There is no blanket answer to your question. It depends. "It depends" isn't very useful though, so let's try to dive a little more into it.
Advantages and disadvantages
Sample: Less complexity, less flexibility.
Synthesis: More complexity, more flexibility.
But it's not that simple, and the weight of those cons and pros depend on each specific scenario. Do you want realistic cymbals? It can be very complex to do that through synthesis, and the result is often not "real enough", but through sampling you can do it very easily (you can end up liking the less-realistic synthesized cymbals more though, who knows). Do you want a sawtooth with even harmonics panned opposite to the odd harmonics? (like here) How do you even achieve that through sampling? You go the synthesis route.
Many synthesis techniques involve sampling, so that generality becomes harder to hold. I'm assuming with sampling you are referring to simple samplers.
When should I use one over another? Should I use recorded samples or create synthetic sounds?
It depends on the limits of the technique, preference, and your skill set.

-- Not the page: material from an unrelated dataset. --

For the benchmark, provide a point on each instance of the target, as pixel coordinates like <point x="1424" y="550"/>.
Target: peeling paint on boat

Are you experimenting? If so, it's a good idea to use both (and others) and hear what you like the most, maybe using both at the same time. When I'm designing kicks sometimes I like to mix layers of drum-kick samples and fast-frequency-swipe type bass drums (like in the Roland's 808).

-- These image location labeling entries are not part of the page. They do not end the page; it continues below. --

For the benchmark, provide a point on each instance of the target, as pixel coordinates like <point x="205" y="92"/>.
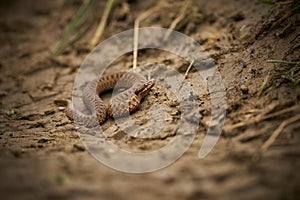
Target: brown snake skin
<point x="137" y="88"/>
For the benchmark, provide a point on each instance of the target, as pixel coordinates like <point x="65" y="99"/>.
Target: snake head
<point x="144" y="89"/>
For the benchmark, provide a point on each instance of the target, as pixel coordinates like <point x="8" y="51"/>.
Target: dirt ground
<point x="42" y="156"/>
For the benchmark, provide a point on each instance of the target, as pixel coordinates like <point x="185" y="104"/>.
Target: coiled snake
<point x="137" y="88"/>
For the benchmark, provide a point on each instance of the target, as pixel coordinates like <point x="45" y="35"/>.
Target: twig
<point x="282" y="62"/>
<point x="276" y="133"/>
<point x="102" y="23"/>
<point x="178" y="18"/>
<point x="136" y="32"/>
<point x="263" y="86"/>
<point x="188" y="69"/>
<point x="260" y="118"/>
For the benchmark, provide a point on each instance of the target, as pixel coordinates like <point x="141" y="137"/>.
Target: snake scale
<point x="136" y="85"/>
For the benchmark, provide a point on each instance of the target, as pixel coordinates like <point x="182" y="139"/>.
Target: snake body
<point x="136" y="85"/>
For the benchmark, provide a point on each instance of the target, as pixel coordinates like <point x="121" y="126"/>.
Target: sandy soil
<point x="42" y="156"/>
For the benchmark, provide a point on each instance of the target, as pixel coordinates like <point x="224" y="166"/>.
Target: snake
<point x="136" y="85"/>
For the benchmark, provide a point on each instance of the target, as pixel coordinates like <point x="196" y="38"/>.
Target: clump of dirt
<point x="43" y="157"/>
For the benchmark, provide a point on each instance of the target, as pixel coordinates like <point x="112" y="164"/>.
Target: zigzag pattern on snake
<point x="137" y="88"/>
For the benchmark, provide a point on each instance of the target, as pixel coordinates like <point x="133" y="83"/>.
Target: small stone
<point x="244" y="89"/>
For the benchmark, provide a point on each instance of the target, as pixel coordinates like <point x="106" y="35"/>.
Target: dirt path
<point x="41" y="154"/>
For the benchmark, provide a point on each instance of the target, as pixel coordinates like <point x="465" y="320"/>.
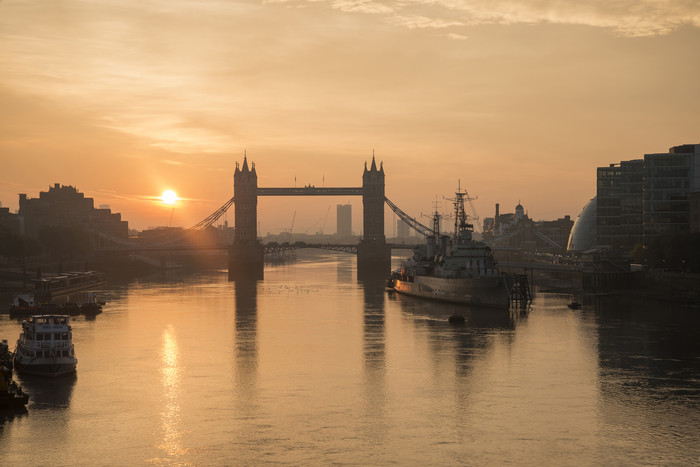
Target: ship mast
<point x="461" y="224"/>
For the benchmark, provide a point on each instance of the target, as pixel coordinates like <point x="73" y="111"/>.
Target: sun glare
<point x="169" y="197"/>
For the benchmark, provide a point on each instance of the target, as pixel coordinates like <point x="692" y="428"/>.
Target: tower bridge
<point x="246" y="253"/>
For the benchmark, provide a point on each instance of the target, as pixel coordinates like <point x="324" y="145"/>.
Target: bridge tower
<point x="246" y="254"/>
<point x="373" y="254"/>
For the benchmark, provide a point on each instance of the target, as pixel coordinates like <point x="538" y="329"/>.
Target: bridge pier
<point x="373" y="260"/>
<point x="245" y="262"/>
<point x="245" y="257"/>
<point x="373" y="254"/>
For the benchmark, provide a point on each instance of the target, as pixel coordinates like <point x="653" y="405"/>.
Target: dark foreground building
<point x="65" y="206"/>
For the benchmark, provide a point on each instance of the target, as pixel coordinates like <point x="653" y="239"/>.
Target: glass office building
<point x="641" y="199"/>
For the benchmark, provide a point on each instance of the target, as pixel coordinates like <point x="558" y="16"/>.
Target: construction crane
<point x="289" y="232"/>
<point x="323" y="227"/>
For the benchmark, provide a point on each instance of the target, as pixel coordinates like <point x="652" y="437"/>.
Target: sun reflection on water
<point x="171" y="418"/>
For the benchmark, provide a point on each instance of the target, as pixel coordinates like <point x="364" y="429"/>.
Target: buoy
<point x="456" y="319"/>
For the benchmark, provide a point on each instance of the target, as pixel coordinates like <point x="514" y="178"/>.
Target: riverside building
<point x="65" y="205"/>
<point x="640" y="199"/>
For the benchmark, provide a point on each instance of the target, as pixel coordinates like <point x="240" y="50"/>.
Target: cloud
<point x="413" y="22"/>
<point x="633" y="18"/>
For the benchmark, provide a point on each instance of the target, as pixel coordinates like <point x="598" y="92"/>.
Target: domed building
<point x="583" y="233"/>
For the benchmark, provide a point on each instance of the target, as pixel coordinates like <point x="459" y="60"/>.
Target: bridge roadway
<point x="268" y="248"/>
<point x="310" y="191"/>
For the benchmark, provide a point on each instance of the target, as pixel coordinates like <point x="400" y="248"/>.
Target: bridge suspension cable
<point x="412" y="223"/>
<point x="213" y="217"/>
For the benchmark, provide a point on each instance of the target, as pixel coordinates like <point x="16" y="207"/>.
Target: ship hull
<point x="46" y="367"/>
<point x="483" y="291"/>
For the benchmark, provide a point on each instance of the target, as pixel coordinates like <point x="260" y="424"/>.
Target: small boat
<point x="91" y="306"/>
<point x="11" y="394"/>
<point x="5" y="355"/>
<point x="45" y="346"/>
<point x="23" y="304"/>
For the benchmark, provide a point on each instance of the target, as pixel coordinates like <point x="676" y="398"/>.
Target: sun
<point x="169" y="197"/>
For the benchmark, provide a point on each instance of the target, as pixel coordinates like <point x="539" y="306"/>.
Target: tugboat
<point x="459" y="269"/>
<point x="45" y="346"/>
<point x="11" y="394"/>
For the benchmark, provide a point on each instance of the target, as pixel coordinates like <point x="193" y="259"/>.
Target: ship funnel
<point x="430" y="252"/>
<point x="445" y="245"/>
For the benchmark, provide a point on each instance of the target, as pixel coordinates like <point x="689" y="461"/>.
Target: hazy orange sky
<point x="520" y="100"/>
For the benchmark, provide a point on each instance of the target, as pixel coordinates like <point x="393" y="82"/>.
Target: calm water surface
<point x="311" y="366"/>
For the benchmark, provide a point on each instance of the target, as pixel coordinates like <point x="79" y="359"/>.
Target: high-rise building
<point x="344" y="220"/>
<point x="640" y="199"/>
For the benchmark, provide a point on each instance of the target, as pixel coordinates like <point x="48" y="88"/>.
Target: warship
<point x="454" y="269"/>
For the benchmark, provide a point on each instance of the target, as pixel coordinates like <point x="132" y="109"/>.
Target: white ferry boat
<point x="45" y="346"/>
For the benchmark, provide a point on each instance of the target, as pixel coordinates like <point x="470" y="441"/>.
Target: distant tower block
<point x="344" y="220"/>
<point x="246" y="254"/>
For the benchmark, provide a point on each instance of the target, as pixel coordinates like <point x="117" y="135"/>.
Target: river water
<point x="311" y="366"/>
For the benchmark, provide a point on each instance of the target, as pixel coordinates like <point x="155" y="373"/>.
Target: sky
<point x="516" y="101"/>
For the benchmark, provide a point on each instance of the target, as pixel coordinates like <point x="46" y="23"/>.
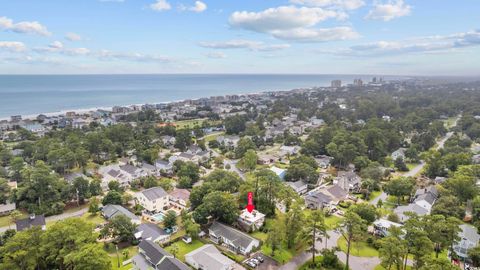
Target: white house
<point x="208" y="257"/>
<point x="150" y="231"/>
<point x="279" y="172"/>
<point x="232" y="239"/>
<point x="179" y="198"/>
<point x="251" y="221"/>
<point x="154" y="199"/>
<point x="383" y="225"/>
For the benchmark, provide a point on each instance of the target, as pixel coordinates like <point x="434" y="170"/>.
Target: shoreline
<point x="109" y="108"/>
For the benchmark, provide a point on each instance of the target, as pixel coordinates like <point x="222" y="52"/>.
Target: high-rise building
<point x="336" y="83"/>
<point x="358" y="82"/>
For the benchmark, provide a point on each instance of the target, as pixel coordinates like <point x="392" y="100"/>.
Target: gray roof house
<point x="112" y="210"/>
<point x="152" y="256"/>
<point x="414" y="208"/>
<point x="468" y="239"/>
<point x="32" y="221"/>
<point x="347" y="180"/>
<point x="299" y="186"/>
<point x="150" y="231"/>
<point x="6" y="208"/>
<point x="233" y="239"/>
<point x="317" y="200"/>
<point x="208" y="257"/>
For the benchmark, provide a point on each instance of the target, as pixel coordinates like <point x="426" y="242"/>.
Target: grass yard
<point x="213" y="136"/>
<point x="410" y="166"/>
<point x="132" y="251"/>
<point x="332" y="222"/>
<point x="95" y="219"/>
<point x="282" y="255"/>
<point x="190" y="123"/>
<point x="184" y="248"/>
<point x="379" y="267"/>
<point x="359" y="249"/>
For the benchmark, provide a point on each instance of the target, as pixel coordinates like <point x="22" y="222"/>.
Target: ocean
<point x="30" y="95"/>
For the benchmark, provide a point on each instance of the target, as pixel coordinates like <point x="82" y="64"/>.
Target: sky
<point x="390" y="37"/>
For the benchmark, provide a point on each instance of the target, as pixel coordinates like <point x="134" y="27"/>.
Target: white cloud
<point x="317" y="35"/>
<point x="216" y="55"/>
<point x="389" y="10"/>
<point x="294" y="23"/>
<point x="58" y="47"/>
<point x="161" y="5"/>
<point x="244" y="44"/>
<point x="23" y="27"/>
<point x="282" y="18"/>
<point x="342" y="4"/>
<point x="432" y="44"/>
<point x="73" y="36"/>
<point x="12" y="46"/>
<point x="138" y="57"/>
<point x="199" y="7"/>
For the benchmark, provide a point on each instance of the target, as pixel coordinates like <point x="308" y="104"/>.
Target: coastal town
<point x="369" y="175"/>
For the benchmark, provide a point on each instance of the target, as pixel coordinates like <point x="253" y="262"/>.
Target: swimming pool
<point x="158" y="217"/>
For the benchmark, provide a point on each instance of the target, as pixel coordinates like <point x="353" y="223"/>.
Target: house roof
<point x="112" y="210"/>
<point x="180" y="193"/>
<point x="319" y="198"/>
<point x="428" y="197"/>
<point x="7" y="207"/>
<point x="337" y="192"/>
<point x="277" y="170"/>
<point x="159" y="257"/>
<point x="235" y="236"/>
<point x="186" y="155"/>
<point x="209" y="258"/>
<point x="27" y="223"/>
<point x="154" y="193"/>
<point x="414" y="208"/>
<point x="129" y="169"/>
<point x="149" y="231"/>
<point x="430" y="189"/>
<point x="296" y="185"/>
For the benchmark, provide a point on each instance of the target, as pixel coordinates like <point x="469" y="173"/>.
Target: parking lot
<point x="267" y="264"/>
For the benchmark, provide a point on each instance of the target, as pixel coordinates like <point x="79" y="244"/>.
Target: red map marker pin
<point x="250" y="205"/>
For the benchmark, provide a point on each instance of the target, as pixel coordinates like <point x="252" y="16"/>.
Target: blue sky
<point x="398" y="37"/>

Do you already have something in mind? First ask yourself if what you have in mind is achievable with both methods. If so, ask yourself which method will have the best impact in the sound. This is not exclusive to sample vs synth, but also useful when deciding among synthesis types (FM, AM, granular, additive, whatever). If you are not sure of which one is better suited for the job, try both and hear which you like the most.
In short, it comes down to experience
The answer to your question will vary depending on the sound, on each individual case. Only experience (or a less general question) can answer it consistently and accurately. Once you study and understand the different synthesis techniques (sampling, subtractive, additive, FM, AM, pulse modulation, phase modulation, phase distortion, wave guide, granular, wavetable, etc) you'll be able to decide which method better suits the sound. There is no absolute "better" or "worse" here.